In this project, you will compute PageRank on a collection of 183,811 web documents. Consider the version of PageRank described in class. PageRank can be computed iteratively as show in the following pseudocode:
// P is the set of all pages; |P| = N
// S is the set of sink nodes, i.e., pages that have no out links
// M(p) is the set of pages that link to page p
// L(q) is the number of out-links from page q
// d is the PageRank damping/teleportation factor; use d = 0.85 as is typical

foreach page p in P
  PR(p) = 1/N                          /* initial value */

while PageRank has not converged do
  sinkPR = 0
  foreach page p in S                  /* calculate total sink PR */
    sinkPR += PR(p)
  foreach page p in P
    newPR(p) = (1-d)/N                 /* teleportation */
    newPR(p) += d*sinkPR/N             /* spread remaining sink PR evenly */
    foreach page q in M(p)             /* pages pointing to p */
      newPR(p) += d*PR(q)/L(q)         /* add share of PageRank from in-links */
  foreach page p
    PR(p) = newPR(p)

return PR

In order to facilitate the computation of PageRank using the above pseudocode, one would ideally have access to an in-link respresentation of the web graph, i.e., for each page p, a list of the pages q that link to p.
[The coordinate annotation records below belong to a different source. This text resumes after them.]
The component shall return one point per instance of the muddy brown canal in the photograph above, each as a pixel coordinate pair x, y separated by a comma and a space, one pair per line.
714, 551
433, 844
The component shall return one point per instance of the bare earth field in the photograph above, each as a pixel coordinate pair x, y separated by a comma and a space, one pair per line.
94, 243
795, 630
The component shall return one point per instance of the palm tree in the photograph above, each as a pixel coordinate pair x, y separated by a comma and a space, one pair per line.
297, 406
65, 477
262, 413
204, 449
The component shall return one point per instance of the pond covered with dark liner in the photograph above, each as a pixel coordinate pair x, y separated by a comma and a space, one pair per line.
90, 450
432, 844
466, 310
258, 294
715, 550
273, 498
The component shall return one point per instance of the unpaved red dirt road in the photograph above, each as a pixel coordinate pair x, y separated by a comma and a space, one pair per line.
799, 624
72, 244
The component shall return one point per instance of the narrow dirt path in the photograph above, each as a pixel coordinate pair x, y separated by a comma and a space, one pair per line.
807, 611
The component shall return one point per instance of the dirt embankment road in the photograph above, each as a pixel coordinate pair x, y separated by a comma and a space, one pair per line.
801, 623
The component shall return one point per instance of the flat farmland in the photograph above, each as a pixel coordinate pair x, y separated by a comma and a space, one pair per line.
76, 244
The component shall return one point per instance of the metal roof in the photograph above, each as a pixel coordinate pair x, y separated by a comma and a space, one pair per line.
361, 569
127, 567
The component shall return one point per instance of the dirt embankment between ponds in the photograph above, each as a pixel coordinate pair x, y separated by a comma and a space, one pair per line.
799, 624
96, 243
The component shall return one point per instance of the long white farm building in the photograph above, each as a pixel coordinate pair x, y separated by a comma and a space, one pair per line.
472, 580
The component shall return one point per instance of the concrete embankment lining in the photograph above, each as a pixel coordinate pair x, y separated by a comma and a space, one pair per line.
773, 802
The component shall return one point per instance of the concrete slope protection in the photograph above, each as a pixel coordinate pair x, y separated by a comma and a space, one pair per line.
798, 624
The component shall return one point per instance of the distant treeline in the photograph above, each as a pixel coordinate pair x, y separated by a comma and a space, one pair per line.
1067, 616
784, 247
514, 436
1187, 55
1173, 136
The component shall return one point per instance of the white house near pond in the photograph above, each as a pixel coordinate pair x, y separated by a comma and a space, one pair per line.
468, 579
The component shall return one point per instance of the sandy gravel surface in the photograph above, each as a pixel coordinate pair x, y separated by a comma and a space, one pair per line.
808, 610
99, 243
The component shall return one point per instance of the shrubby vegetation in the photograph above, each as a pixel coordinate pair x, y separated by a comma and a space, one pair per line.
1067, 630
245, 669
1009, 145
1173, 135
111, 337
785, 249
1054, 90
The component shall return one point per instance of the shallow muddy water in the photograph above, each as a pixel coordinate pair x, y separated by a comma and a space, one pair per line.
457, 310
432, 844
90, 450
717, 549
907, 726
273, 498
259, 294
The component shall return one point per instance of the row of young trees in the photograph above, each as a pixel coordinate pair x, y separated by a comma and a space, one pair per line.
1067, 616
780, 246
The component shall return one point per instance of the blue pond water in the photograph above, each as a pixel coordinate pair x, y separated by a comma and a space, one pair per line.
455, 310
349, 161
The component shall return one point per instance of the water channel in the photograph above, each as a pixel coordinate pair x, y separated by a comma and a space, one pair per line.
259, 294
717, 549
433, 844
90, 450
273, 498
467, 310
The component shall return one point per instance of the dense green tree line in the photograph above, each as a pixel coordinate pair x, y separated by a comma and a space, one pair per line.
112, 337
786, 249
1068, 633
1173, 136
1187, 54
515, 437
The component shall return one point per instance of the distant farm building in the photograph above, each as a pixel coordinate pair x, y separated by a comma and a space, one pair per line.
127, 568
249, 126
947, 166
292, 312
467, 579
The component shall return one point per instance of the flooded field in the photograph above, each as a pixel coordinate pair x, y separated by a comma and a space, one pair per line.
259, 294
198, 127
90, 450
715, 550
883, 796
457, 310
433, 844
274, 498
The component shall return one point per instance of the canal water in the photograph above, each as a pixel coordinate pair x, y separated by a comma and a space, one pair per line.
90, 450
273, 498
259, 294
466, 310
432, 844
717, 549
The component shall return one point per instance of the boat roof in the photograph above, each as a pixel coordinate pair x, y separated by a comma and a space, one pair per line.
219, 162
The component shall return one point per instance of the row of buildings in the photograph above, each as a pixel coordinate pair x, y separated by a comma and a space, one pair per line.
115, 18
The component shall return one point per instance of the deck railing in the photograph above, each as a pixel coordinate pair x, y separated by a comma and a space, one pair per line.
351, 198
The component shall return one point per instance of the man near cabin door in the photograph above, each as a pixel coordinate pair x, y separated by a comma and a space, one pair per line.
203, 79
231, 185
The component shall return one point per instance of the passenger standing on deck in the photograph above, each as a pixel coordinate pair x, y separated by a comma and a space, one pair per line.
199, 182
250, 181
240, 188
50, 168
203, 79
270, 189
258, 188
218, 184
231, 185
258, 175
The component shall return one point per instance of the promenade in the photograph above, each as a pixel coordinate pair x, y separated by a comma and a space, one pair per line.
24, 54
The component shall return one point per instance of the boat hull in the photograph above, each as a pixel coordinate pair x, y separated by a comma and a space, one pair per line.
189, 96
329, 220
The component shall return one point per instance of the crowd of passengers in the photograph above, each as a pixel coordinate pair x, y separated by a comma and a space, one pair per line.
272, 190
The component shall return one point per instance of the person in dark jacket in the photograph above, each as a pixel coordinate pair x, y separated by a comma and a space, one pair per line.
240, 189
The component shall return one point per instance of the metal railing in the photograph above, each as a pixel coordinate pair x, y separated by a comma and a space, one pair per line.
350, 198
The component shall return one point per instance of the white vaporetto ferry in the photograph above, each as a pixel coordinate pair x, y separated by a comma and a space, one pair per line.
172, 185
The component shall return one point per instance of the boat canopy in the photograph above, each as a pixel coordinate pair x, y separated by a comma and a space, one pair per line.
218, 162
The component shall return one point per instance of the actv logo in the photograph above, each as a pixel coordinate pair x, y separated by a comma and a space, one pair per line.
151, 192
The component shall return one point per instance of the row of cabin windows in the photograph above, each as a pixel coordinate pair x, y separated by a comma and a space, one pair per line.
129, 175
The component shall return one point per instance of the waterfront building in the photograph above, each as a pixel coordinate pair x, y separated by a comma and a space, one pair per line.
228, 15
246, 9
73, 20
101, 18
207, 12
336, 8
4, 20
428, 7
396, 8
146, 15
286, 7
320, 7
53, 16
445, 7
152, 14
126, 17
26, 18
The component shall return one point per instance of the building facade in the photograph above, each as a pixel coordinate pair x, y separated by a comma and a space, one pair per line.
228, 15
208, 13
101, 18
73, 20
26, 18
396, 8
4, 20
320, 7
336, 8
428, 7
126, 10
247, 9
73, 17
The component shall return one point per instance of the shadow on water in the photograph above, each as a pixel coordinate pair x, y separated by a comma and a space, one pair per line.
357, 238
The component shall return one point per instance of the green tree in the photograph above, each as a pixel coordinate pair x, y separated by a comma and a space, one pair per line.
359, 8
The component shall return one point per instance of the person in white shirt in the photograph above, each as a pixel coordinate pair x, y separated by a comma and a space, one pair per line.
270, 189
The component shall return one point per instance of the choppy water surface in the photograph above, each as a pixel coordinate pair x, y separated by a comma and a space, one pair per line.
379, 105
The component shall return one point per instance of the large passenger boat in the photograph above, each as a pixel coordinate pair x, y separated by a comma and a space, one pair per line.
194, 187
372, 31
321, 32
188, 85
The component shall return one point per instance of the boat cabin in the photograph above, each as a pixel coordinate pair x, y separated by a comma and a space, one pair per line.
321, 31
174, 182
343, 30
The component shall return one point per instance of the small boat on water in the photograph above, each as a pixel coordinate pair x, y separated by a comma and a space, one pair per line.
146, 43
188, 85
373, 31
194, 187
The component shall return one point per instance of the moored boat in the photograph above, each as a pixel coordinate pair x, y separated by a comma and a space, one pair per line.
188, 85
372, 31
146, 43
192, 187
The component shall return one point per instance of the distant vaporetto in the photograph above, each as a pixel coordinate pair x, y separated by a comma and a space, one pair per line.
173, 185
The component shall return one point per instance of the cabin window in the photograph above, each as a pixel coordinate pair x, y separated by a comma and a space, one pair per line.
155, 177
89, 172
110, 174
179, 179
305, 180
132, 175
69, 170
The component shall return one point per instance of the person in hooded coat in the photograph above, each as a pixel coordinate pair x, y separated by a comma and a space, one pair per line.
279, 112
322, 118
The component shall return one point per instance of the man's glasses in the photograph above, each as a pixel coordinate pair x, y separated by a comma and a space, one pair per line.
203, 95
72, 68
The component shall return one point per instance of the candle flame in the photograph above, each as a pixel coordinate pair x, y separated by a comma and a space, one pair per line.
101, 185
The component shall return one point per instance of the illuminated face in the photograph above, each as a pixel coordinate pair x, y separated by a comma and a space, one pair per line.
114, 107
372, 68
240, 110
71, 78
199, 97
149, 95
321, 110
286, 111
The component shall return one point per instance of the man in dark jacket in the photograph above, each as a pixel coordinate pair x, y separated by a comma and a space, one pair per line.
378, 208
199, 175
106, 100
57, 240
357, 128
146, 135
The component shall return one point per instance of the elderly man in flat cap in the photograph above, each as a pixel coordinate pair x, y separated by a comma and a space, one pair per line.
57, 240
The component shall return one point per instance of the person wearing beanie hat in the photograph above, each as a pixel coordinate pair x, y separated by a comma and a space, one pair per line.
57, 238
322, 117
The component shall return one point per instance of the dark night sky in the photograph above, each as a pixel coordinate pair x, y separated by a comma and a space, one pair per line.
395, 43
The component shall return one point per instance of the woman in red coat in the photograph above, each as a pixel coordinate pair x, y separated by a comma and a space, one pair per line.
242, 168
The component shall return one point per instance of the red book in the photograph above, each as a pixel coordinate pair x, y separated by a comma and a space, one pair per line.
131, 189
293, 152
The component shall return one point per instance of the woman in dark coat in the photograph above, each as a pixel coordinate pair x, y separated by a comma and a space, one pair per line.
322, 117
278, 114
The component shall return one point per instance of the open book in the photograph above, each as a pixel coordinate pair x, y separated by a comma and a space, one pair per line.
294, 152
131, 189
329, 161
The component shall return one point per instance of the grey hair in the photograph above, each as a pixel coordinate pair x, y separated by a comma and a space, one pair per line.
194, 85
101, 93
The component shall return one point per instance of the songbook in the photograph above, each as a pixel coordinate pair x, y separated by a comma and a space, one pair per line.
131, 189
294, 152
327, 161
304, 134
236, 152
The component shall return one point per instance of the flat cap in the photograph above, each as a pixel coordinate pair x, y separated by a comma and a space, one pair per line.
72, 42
Consider the following directed graph:

graph

We can represent this graph as follows:

A D E F
B A F
C A B D
D B C
E B C D F
F A B D
where the first line indicates that page A is linked from pages D, E, and F, and so on. Note that, unlike this example, in a real web graph, not every page will have in-links, nor will every page have out-links.

The Project

What to Submit

In addition to the items mentioned above, you should hand in a copy of your code, which should hopefully be relatively short. (The pseudocode for the iterative PageRank algorithm is 10 lines long, as shown above.)